The Bend of the World
Liveright (W.W. Norton), April 14, 2014
Hardcover and eBook, 320 pages

"A comedy of bad manners, darting wisecracks, deadpan chagrin, and drug-hazed pratfalls" (James Wolcott), The Bend of the World is a madcap coming-of-age novel in which no one quite comes of age and everything you know is not a lie, it's just, well, tangential to the truth.

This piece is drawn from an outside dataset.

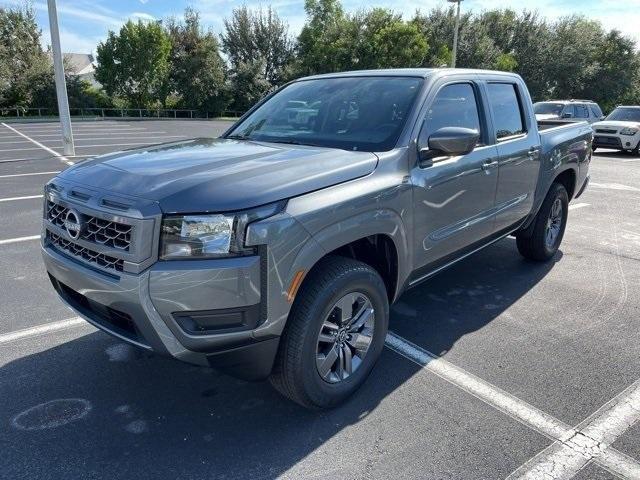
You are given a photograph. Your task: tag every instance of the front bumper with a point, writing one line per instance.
(205, 312)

In the most audacious literary debut to come out of the Steel City since The Mysteries of Pittsburgh, we meet Peter Morrison, twenty-nine and comfortably adrift in a state of not-quite-adulthood, less concerned about the general direction of his life than with his suspicion that all his closest relationships are the products of inertia. He and his girlfriend float along in the same general direction, while his parents are acting funny, though his rich, hypochondriac grandmother is still good for admission to the better parties. He spends his days clocking into Global Solutions (a firm whose purpose remains unnervingly ambiguous) and his weekends listening to the half-imagined rants of his childhood best friend, Johnny. An addict and conspiracy theorist, Johnny believes Pittsburgh is a "nexus of intense magical convergence" and is playing host to a cabal of dubious politicians, evil corporate schemes, ancient occult rites, and otherwise inexplicable phenomena, such as the fact that people really do keep seeing UFOs hovering over the city.

Against this strange background, Peter meets Mark and Helen, a slightly older couple, new to town, whose wealth and glamour never fully conceal the suggestion of something sinister, and with whom he becomes quickly infatuated. Mark is a corporate lawyer in the process of negotiating a buyout of Global Solutions, and initiates Peter into the real, mundane (maybe) conspiracies of corporations and careers, while Helen—a beautiful and once prominent artist—is both the echo and the promise of the sort of woman Peter always imagined, or was always told he ought to find for himself.

As Peter climbs the corporate ladder, Johnny is pulled into the orbit of a mysterious local author, Winston Pringle, whose lunatic book of conspiracies seems to be coming true. As Johnny falls farther down the rabbit hole, the surreal begins to seep into the mundane, and the settled rhythm of Peter's routine is disrupted by a series of close encounters of third, fourth, and fifth kinds. By the time Peter sets out to save his friend from Pringle's evil machinations (and pharmacological interventions), his familiar life threatens to transform into that most terrifying possibility: a surprise.

In The Bend of the World Philip K. Dick meets Michael Chabon, and Jacob Bacharach creates an appropriately hilarious, bizarre, and keenly observed portrait of life on the edge of thirty in the adolescent years of twenty-first-century America.





About Jacob

Jacob Bacharach is a writer and nonprofit administrator living in Pittsburgh, Pennsylvania. He has a BA in English and creative writing from Oberlin College and an MBA from the University of Pittsburgh. He is not, to the best of our knowledge, a shape-shifting reptiloid or a descendant of the Merovingian dynasty. In his spare time, he cooks, rides bikes, and occasionally plays the violin badly. He prefers "experiencer" to "abductee." This is his first novel.